RegressionR2SquareComparison

Compares R-Squared and Adjusted R-Squared values for different regression models across multiple datasets to assess model performance and relevance of features.

Purpose

The Regression R2 Square Comparison test aims to compare the R-Squared and Adjusted R-Squared values for different regression models across various datasets.

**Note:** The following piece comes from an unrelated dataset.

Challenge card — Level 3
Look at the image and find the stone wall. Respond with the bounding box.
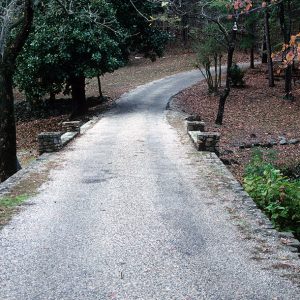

It helps in assessing how well each model explains the variability in the dataset, and whether the models include irrelevant features.

Test Mechanism

This test operates by:

  • Iterating through each dataset-model pair.
  • Calculating the R-Squared values to measure how much of the variability in the dataset is explained by the model.
  • Calculating the Adjusted R-Squared values, which adjust the R-Squared based on the number of predictors in the model, making it more reliable when comparing models with different numbers of features.
  • Generating a summary table containing these values for each combination of dataset and model.

Signs of High Risk

  • If the R-Squared values are significantly low, it indicates the model isn’t explaining much of the variability in the dataset.
  • A significant difference between R-Squared and Adjusted R-Squared values might indicate that the model includes irrelevant features.

Strengths

  • Provides a quantitative measure of model performance in terms of variance explained.
  • Adjusted R-Squared accounts for the number of predictors, making it a more reliable measure when comparing models with different numbers of features.
  • Useful for time-series forecasting and regression tasks.

Limitations

  • Assumes the dataset is provided as a DataFrameDataset object with y, y_pred, and feature_columns attributes.
  • Relies on adj_r2_score from the statsmodels.statsutils module, which needs to be correctly implemented and imported.
  • Requires that dataset.y_pred(model) returns the predicted values for the model.